The Cost of Ownership
“Red it wasn’t the purchase price that made the dog a $1,025 dachshund. It was the cost of ownership,” the Disaster Guy said. “All too often, we don’t consider these extra costs when we consider buying something. It’s the truth, though – it costs us to own something.”
“Never thought of that!” Red said. “How else does that apply?”
“Take flares, for example,” the Disaster Guy said. “On the Internet, I found 4 red flares for an Olin flare gun for $35. When I went to checkout, they wanted another $22 for tax and shipping. That’s $57 for four flares!”
“Eventually I bought them in a big sporting goods store for $24, including tax. It was cheaper to buy locally because the shipping costs were part of a larger order made by the store,” he said. “The individual cost of the flares was less because the store-bought large amounts of flares, instead of buying four at a time. The store passed all these savings on to me, lowering my cost of ownership.”
“One more try!” Red said. “I think I almost understand this!”
“Okay, consider that the cost of ownership applies to more than just physical possessions,” the Disaster Guy said. “If my wife and I did not have children, we could have rented one-bedroom apartments instead of buying houses.”
“We could have driven sports cars instead of buying vehicles that could carry five people, a dog, and 36 cubic feet of children’s gear,” he said. “We would have spent a lot less money on food, clothing, insurance, doctors, and so forth.”
“Well, yeah, I can see that,” Red said. “Raising kids is expensive.”
Cost of Ownership Does Not End When Kids Leave Home
“You don’t get it yet,” the Disaster Guy said. “Nobody told me that the cost of ownership does not end when the kids grow up and leave home.”
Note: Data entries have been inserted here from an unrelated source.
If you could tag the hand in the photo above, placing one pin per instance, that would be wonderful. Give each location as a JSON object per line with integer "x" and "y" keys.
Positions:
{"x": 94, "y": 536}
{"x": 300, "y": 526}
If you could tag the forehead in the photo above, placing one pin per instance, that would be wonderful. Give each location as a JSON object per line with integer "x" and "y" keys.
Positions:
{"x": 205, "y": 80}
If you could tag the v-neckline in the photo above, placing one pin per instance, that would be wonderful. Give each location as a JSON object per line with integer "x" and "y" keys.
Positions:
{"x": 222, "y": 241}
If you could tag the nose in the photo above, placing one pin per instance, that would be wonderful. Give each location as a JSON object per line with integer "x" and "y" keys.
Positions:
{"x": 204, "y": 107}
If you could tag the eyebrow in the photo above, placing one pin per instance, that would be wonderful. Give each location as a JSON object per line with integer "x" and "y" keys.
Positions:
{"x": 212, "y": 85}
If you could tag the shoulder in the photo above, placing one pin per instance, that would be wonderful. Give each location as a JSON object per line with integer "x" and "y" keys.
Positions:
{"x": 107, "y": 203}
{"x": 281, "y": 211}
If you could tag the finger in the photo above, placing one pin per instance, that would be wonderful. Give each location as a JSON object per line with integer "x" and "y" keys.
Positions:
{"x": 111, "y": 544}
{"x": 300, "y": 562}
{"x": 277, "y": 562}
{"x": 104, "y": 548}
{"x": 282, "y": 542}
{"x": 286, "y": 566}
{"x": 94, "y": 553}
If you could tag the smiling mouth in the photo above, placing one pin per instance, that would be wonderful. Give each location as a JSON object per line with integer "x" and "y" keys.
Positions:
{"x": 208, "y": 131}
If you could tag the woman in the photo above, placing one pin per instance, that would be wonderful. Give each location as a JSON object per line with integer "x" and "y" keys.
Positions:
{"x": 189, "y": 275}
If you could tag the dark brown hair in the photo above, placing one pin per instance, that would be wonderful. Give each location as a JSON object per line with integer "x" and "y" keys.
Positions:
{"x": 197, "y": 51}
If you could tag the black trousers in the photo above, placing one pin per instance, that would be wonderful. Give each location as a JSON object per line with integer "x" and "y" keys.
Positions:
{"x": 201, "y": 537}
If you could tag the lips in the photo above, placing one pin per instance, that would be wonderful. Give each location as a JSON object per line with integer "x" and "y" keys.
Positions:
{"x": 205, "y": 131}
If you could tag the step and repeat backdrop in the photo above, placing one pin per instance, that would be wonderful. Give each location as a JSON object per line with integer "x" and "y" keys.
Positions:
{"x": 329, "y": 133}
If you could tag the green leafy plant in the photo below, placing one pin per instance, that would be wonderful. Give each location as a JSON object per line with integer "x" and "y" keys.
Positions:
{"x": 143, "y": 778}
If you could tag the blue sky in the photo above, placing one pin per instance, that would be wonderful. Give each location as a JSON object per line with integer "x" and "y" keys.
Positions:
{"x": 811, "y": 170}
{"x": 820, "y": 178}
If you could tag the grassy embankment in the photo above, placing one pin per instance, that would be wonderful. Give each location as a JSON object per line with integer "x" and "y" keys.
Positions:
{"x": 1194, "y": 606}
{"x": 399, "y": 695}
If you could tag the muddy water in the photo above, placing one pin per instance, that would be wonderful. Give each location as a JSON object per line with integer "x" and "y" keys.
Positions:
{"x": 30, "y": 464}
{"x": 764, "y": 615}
“There’s trade school or college tuition, books, a car for each kid, rent or dorm costs while at school, food or cafeteria privileges, and the usual cell phones, clothing, shoes, and dental work,” he said.
“I’m not there yet,” Red said.
“When the kids get their first real job, somebody has to move their stuff to their new location. They’ll need help with an apartment deposit or a house down payment,” the Disaster Guy said. “If there’s an emergency, guess who they call?”
“When my children have children, there are more expenses. I never asked my parents for money to help raise my kids, but it happens nowadays,” he said. ”Kids come first. That’s why I’ll never get that bass boat.”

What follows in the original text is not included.